Reaffirming its commitment to economic reforms in the country, the Congress party said it wanted India to achieve 10 per cent growth rate and become a global player.
"Whatever we have begun we want to take it to the logical conclusion. The question that gears would be put in reverse position is absurd," senior Congress leader Pranab Mukherjee said.
It was within the reach of the country to achieve 10 per cent growth on account of huge foreign currency reserves and technological advances but substantial reforms and fiscal consolidation would have to be undertaken, he said.
Pointing out that the Bharatiya Janata Party was touting an 8.4 per cent growth achieved in one quarter of a fiscal, Mukherjee said the growth average during the five-year rule of NDA was much low.

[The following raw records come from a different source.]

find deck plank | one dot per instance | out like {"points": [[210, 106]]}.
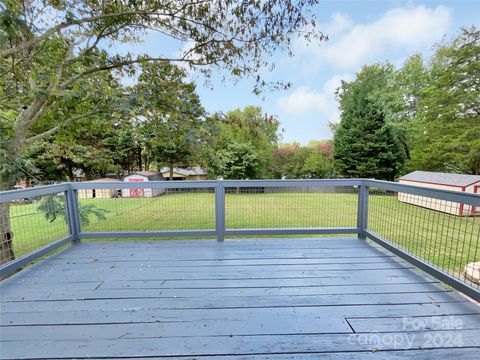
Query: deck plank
{"points": [[255, 299]]}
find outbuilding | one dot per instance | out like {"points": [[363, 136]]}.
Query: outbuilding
{"points": [[194, 173], [100, 193], [143, 176], [444, 181]]}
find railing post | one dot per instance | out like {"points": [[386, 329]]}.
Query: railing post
{"points": [[220, 210], [73, 218], [362, 212]]}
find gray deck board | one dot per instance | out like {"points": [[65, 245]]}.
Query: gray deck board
{"points": [[265, 299]]}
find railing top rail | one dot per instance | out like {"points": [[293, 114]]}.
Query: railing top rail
{"points": [[11, 195], [441, 194], [215, 183]]}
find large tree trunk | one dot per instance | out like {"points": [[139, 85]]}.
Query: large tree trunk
{"points": [[6, 236]]}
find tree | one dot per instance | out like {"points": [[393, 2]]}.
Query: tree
{"points": [[51, 52], [248, 126], [365, 145], [170, 113], [49, 47], [448, 129], [236, 161], [314, 161]]}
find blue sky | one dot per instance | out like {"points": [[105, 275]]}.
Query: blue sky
{"points": [[361, 32]]}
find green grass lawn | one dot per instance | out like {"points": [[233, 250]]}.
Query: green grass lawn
{"points": [[447, 241]]}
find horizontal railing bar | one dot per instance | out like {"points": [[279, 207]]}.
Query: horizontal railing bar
{"points": [[145, 234], [421, 264], [24, 260], [441, 194], [11, 195], [291, 183], [194, 184], [290, 231]]}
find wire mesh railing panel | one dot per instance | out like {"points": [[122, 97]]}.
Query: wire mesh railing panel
{"points": [[312, 207], [31, 223], [148, 209], [439, 232]]}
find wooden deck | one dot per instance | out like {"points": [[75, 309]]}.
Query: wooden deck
{"points": [[336, 298]]}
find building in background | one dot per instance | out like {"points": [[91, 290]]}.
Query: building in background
{"points": [[443, 181], [100, 193], [143, 176], [194, 173]]}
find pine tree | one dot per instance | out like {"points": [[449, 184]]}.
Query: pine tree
{"points": [[365, 145]]}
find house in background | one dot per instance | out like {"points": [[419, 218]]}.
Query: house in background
{"points": [[194, 173], [143, 176], [100, 193], [444, 181]]}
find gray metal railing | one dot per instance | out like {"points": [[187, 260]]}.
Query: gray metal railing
{"points": [[419, 224]]}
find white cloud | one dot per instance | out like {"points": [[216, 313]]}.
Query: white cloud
{"points": [[407, 29], [302, 100], [305, 100]]}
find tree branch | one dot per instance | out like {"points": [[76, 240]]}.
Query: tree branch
{"points": [[53, 130]]}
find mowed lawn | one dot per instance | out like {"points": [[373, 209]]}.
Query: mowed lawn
{"points": [[447, 241]]}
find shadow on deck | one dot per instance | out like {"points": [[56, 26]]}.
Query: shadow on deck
{"points": [[342, 298]]}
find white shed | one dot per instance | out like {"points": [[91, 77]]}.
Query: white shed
{"points": [[100, 193], [143, 176], [445, 181]]}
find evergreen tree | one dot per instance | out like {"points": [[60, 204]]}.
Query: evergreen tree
{"points": [[365, 145]]}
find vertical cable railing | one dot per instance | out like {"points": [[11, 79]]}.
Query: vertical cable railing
{"points": [[429, 228]]}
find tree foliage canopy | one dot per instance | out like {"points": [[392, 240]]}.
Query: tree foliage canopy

Contesting the central government's claim that the country was shining, he said that net employment generation has come down in Ninth Plan and calorie consumption in major states had fallen despite rise in buffer foodgrain stocks. The country required an investment rate of about 32 per cent of the GDP to sustain 8 per cent growth rate for which the domestic savings should grow, he said.
Had the Congress government continued, there would have been much bigger growth, he said, adding that the Congress had reduced fiscal and revenue deficit and if the successive governments were good reformers they would have been further reduced.
The revenue deficit should be reduced to zero in three years which would help in containing the fiscal deficit to about 2.5 per cent, Mukherjee added.